On a recent weekday, business at Gross’ newsstand was slow, but steady. “I’m looking for Cosmopolitan in Spanish, but I can’t find it,” said Maria Holguin, an El Paso native who lives in Pacoima, as she scanned the racks of magazines. Eventually, she took a copy of a comic book, El Pato Donald (Donald Duck), for her 4-year-old daughter, Kristina.

Gross boasts the largest collection of Spanish magazines and newspapers in the Valley. La Opinion is the biggest seller, with about 150 copies sold each day. He pointed with pride to 14 different English-Spanish dictionaries and self-taught courses in U.S. civics. “They use those to study for the amnesty,” Gross said.
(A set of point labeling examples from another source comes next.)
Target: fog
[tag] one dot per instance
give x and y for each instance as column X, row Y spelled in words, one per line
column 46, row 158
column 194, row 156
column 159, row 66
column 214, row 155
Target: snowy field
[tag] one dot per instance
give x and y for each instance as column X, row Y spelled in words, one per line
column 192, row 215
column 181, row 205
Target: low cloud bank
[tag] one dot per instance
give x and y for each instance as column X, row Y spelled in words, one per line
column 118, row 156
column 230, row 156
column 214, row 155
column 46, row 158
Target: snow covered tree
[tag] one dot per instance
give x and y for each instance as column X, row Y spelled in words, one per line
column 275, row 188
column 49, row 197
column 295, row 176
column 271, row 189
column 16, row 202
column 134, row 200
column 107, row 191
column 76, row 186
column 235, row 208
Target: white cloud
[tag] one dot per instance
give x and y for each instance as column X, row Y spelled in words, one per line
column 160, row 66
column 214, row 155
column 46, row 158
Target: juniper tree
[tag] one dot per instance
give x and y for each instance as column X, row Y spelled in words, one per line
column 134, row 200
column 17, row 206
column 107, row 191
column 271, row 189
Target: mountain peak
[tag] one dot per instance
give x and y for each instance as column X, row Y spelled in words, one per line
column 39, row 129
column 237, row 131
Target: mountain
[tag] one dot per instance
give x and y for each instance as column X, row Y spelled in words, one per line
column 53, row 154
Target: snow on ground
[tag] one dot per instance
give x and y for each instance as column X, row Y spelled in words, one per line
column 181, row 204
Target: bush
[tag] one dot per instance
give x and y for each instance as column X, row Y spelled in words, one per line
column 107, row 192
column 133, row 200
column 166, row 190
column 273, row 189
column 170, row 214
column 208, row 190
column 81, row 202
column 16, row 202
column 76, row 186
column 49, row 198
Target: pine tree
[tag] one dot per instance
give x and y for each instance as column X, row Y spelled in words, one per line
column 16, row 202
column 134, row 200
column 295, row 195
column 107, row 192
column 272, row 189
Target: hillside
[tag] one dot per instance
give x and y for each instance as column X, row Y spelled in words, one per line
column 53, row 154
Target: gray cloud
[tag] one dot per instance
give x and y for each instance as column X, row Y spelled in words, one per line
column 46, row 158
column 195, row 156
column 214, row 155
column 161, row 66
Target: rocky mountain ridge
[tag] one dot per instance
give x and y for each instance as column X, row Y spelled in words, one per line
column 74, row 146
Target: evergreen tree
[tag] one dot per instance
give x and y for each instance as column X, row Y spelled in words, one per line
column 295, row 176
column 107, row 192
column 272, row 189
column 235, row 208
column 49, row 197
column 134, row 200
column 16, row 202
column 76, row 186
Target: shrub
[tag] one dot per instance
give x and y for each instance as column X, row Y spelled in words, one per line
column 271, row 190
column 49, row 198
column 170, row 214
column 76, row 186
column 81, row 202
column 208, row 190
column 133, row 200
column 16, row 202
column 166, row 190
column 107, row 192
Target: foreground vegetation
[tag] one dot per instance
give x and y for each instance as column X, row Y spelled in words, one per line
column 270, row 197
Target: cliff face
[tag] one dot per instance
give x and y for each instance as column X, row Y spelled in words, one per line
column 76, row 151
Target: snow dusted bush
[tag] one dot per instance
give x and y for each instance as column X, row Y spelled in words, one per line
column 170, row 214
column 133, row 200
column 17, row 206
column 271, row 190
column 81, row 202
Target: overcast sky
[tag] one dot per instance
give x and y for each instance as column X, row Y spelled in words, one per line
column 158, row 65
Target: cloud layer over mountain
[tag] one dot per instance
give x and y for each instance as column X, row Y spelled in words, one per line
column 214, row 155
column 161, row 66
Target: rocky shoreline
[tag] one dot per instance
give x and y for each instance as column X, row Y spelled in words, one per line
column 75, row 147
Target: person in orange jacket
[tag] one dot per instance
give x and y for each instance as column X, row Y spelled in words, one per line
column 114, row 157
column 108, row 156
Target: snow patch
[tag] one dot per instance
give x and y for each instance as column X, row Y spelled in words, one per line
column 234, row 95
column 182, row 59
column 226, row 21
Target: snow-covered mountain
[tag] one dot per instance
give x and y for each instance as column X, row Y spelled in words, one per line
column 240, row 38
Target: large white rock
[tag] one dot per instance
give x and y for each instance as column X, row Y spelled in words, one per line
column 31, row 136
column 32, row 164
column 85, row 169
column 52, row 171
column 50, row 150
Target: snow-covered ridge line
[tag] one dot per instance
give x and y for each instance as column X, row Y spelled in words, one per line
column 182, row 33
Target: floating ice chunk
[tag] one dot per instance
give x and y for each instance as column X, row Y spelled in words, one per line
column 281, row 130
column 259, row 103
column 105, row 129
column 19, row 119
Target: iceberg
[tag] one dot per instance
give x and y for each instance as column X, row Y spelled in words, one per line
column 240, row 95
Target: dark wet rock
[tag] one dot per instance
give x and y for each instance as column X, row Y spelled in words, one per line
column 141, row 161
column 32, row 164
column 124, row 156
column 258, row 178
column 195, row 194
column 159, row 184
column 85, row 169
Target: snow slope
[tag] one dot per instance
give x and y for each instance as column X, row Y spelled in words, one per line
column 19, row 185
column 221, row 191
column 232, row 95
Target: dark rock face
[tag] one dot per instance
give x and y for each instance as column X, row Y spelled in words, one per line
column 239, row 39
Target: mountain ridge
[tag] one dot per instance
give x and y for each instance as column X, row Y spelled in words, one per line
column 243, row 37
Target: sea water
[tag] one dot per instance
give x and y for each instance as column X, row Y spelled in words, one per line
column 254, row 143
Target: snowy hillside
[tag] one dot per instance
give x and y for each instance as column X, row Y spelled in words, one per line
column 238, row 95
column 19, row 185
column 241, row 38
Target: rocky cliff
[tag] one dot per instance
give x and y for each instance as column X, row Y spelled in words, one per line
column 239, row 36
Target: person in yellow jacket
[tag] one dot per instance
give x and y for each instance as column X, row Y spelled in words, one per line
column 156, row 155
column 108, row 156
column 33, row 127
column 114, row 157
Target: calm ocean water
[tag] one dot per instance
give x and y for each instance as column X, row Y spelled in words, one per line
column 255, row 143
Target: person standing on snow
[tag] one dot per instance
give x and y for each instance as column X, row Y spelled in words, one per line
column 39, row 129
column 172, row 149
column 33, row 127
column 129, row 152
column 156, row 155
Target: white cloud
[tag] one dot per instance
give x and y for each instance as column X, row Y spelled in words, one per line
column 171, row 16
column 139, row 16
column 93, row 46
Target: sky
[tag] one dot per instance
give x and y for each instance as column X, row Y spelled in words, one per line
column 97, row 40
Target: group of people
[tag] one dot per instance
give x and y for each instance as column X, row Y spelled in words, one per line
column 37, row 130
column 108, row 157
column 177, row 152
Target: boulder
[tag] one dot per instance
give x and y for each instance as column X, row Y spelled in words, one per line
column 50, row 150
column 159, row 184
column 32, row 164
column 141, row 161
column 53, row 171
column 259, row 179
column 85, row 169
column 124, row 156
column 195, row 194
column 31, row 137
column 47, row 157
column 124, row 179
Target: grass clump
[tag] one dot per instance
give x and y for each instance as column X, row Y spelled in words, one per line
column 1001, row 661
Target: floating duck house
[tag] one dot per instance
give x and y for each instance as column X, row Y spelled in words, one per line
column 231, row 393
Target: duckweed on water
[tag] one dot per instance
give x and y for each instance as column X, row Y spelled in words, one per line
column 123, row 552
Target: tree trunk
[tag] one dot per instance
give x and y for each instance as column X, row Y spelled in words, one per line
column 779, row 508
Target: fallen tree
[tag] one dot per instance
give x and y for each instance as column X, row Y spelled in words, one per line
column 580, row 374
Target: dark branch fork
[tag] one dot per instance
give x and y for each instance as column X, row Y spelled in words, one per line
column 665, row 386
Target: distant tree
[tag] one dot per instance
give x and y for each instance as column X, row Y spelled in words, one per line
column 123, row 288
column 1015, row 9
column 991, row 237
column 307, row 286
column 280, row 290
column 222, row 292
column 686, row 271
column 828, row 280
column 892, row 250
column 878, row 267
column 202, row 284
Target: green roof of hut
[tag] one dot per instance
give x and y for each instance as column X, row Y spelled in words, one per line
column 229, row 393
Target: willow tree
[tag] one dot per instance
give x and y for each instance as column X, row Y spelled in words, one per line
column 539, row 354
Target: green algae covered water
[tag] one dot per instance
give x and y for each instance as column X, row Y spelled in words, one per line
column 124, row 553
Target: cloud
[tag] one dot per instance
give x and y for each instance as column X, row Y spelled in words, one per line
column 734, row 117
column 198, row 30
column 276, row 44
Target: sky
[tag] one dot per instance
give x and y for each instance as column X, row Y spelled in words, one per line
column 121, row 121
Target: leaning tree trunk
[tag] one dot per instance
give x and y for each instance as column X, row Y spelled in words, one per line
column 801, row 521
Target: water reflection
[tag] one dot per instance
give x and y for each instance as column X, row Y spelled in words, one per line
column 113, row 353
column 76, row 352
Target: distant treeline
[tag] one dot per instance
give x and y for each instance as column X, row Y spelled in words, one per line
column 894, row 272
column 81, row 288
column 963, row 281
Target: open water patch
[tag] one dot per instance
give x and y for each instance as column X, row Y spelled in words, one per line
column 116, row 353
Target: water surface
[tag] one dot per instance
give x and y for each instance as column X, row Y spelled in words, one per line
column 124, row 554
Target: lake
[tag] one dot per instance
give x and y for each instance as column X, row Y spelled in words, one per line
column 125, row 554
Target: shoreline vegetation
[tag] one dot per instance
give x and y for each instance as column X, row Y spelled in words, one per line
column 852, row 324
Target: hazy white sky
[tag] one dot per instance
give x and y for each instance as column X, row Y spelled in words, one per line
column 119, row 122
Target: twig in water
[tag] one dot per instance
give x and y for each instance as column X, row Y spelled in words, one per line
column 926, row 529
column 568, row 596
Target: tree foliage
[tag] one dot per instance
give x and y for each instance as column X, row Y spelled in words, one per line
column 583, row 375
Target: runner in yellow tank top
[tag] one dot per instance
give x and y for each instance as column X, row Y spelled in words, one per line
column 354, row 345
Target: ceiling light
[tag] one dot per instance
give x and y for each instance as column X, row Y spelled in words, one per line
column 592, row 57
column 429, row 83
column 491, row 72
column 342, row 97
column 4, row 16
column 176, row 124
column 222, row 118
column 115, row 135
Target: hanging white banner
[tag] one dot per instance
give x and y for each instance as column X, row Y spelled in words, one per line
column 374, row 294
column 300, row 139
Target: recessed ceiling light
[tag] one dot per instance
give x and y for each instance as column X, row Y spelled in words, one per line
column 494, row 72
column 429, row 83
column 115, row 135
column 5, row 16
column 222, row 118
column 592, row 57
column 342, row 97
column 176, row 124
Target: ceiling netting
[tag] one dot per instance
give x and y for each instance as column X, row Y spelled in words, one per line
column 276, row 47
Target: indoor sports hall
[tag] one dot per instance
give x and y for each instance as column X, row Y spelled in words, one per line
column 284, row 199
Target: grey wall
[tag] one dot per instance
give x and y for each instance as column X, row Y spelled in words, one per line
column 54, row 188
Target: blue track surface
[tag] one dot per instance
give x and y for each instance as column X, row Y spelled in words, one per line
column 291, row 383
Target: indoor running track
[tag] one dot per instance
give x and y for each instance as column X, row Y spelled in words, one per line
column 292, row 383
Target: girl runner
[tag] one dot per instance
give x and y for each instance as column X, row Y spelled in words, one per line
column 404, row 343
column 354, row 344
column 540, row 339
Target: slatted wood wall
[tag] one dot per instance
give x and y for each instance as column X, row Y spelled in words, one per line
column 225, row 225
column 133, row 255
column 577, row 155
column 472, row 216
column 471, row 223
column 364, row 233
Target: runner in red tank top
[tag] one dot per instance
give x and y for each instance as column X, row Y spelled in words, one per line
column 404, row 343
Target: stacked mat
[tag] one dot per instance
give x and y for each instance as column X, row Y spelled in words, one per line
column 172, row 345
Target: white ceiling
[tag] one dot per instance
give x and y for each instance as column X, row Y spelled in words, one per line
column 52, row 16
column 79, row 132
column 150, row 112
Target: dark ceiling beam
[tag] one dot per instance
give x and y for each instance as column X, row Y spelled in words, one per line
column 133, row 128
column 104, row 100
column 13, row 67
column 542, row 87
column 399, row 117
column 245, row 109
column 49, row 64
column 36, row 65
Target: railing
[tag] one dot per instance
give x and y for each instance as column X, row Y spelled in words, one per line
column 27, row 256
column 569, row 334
Not everything is informative and educational, however. Gross also sells about 20 different sexually oriented magazines, most in plastic wrappers, in both Spanish and English. The language doesn’t really matter, Gross said, since no one really reads these magazines anyway.

Also popular are the sensationalist Mexican magazines, such as Alarma! , which display the tortured bodies of crime victims in color photographs.

Donato Jimenez, 55, said he likes these magazines because they are relaxing and a diversion from his job as a hospital janitor. He said he has found articles about a growing scandal surrounding the Mexico City police force especially entertaining.

“They’re real crooks,” Jimenez said. “All those rats in Mexico who are policemen and who are robbing the people. . . . I’m glad they arrested them.”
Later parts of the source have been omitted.